Some people call this a “staggered hook” alignment. With the safety coming down late, you create a staggered alignment between the zone defenders to that side, and it helps to muddy the reads for the quarterback.
Having just two straight banks of zone defenders, a low four-man line and a deep three-man line, allows for space in between the lines. Staggering it helps. Against Alabama, a player in this spot could look for the deep crossing routes coming from the other side of the field.
The second thing they could do is rotate to the weak side if they play nickel. If the weak safety is the one coming down, it pushes the Mike linebacker out a bit to the wide side of the field. The Mike on a tight end is not a terrible matchup, although Jahleel Billingsley might be one of the freakier tight ends in college football. Rotating weak also allows you to deal with the single-receiver-side RPO that Alabama loves to run with its Heisman Trophy winner.
By rotating strong, the weak safety is opening up the window for the slant or glance route. By rotating weak, the weak safety can stay in that window long enough to force Mac Jones to give the ball to the running back.
The main idea here is that you can be a little more “multiple” when you play nickel, even if you still want to end up in single-high defense. The problem is that you still end up with one-on-ones down the field against Alabama’s star receivers. The answer to that would be to play more two-high safety defenses where you can allocate more resources to the pass.
The one changeup that Ohio State has shown this season is Cover 2. They do have some boutique coverages in that sometimes they’ll blitz a corner or play the middle-of-the-field safety low once in a while, but their only real two-high coverage is Cover 2.
They don’t run it often, but there is a great example of them baiting Indiana into a bad throw by disguising it:
— Seth Galina's Burner (@burner_seth) January 6, 2021
With the way the two cornerbacks have played this year, you might want to give them some help and squat them in the flat once in a while and hope Shaun Wade doesn't miss a tackle like that.
It’s not the most exotic coverage ever created as a changeup, but I still believe that they’ll have to use it more than they have all year.
And yes, by doing this, it’s going to mess around a bit with how they play the run.
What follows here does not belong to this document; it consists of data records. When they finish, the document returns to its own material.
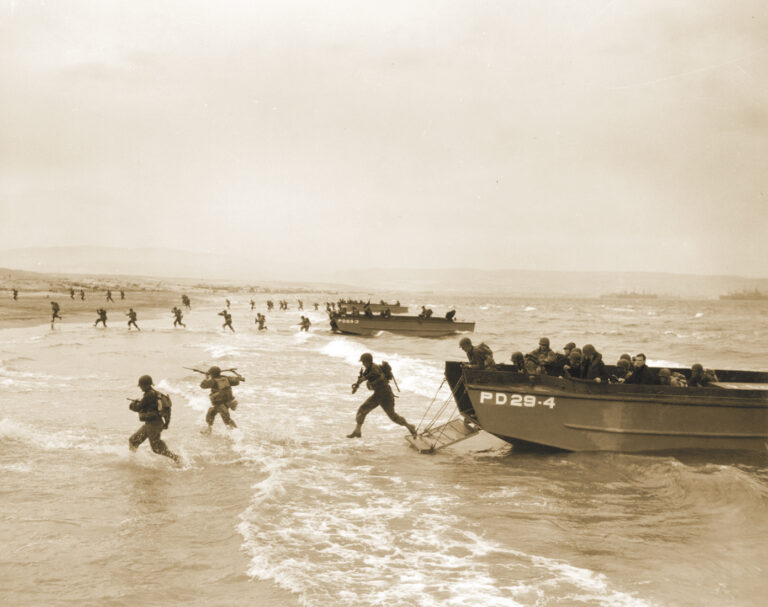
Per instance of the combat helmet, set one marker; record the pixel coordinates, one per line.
(145, 380)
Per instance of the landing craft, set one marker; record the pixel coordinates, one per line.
(401, 325)
(579, 415)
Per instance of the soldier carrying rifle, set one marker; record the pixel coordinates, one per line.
(377, 379)
(222, 399)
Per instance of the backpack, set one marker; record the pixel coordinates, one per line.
(387, 370)
(164, 405)
(221, 393)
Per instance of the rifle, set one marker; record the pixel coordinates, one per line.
(360, 379)
(232, 370)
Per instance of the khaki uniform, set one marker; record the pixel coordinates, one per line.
(382, 396)
(152, 428)
(222, 399)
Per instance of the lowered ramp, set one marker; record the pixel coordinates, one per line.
(439, 437)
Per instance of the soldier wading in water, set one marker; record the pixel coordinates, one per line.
(222, 399)
(154, 410)
(377, 380)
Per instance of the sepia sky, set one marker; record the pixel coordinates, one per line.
(555, 135)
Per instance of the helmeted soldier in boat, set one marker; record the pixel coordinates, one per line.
(156, 417)
(480, 357)
(641, 373)
(701, 376)
(538, 360)
(377, 379)
(592, 365)
(222, 399)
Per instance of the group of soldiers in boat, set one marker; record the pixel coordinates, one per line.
(586, 363)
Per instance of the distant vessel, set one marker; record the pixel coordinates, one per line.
(578, 415)
(745, 295)
(401, 325)
(349, 306)
(629, 295)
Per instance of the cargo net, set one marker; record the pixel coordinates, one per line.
(439, 427)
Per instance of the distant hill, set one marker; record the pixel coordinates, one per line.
(167, 263)
(549, 283)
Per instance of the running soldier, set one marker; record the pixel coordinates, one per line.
(102, 318)
(54, 312)
(227, 320)
(156, 416)
(222, 399)
(377, 380)
(178, 314)
(131, 314)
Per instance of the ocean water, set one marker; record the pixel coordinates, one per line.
(286, 510)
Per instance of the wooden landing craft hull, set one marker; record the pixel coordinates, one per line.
(576, 415)
(400, 325)
(375, 308)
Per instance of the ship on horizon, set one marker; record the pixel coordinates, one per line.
(745, 295)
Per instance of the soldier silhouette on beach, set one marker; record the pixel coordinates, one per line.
(54, 312)
(227, 320)
(102, 318)
(178, 316)
(131, 314)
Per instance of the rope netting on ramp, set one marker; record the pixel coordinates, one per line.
(440, 427)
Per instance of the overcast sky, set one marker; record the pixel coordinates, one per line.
(544, 135)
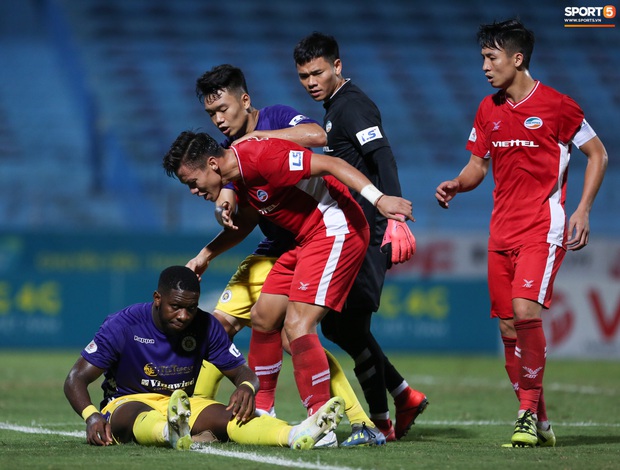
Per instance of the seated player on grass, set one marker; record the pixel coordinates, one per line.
(150, 355)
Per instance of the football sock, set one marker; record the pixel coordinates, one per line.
(265, 359)
(262, 430)
(531, 349)
(311, 371)
(208, 382)
(341, 387)
(370, 373)
(151, 429)
(511, 364)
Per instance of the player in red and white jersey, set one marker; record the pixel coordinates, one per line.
(527, 130)
(305, 193)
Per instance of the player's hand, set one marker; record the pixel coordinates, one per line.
(446, 191)
(398, 242)
(578, 230)
(394, 207)
(98, 431)
(242, 404)
(199, 264)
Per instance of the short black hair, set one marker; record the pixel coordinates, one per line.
(178, 278)
(219, 78)
(314, 46)
(509, 35)
(190, 149)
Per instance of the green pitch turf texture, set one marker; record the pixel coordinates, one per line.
(471, 414)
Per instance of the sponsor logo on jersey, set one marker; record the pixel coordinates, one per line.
(296, 160)
(137, 339)
(268, 209)
(368, 135)
(226, 296)
(297, 119)
(188, 343)
(149, 369)
(234, 351)
(533, 122)
(514, 143)
(262, 195)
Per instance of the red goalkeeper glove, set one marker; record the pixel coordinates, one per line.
(398, 242)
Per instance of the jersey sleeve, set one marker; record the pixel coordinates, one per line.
(104, 350)
(284, 163)
(570, 120)
(477, 142)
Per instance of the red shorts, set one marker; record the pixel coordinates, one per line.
(321, 271)
(526, 272)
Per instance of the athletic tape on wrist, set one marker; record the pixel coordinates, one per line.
(371, 193)
(245, 382)
(89, 411)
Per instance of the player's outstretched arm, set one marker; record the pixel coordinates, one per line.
(81, 375)
(307, 135)
(247, 218)
(579, 222)
(470, 177)
(242, 402)
(392, 207)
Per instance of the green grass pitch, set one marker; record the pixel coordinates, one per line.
(471, 414)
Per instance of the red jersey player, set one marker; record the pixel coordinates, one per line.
(527, 130)
(307, 194)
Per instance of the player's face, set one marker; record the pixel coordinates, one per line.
(320, 78)
(202, 182)
(175, 310)
(229, 112)
(499, 67)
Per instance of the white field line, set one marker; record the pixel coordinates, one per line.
(205, 449)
As mentioned, they can fit up the run easily in their single-high safety looks. So, the defensive line simply has to win their one-on-one matchups.
There is no more Chase Young or Davon Hamilton anymore, but the Bucks' defensive line played at a high level against Clemson’s offensive line in the semifinal, and this is the key to the whole game. Being able to get pressure with four guys on early downs when Alabama tries to pass the ball off play action will be so important. The interior defenders were able to squash the Clemson QB-run game and not allow the Tigers' numbers advantage to play out. Now, they’ll have to do the same against Alabama. Mac Jones can’t be allowed to sit back in the pocket and find John Metchie or whichever uber-athlete they want on a deep crossing route.
Ohio State was able to get through the Big Ten and semifinal slate even though they allowed some big plays to outside receivers. Jahan Datson, Ty Fryfogle and Cornell Powell all made big catches against Ohio State's Cover 1 and Cover 3 looks. Now comes the Heisman Trophy winner.
It’s the biggest test for Ohio State defense, structurally, in a long time. Are they going to live in their same base world playing single-high defenses, or do they have some tricks up their sleeve to slow down Mac Jones and the Alabama passing attack?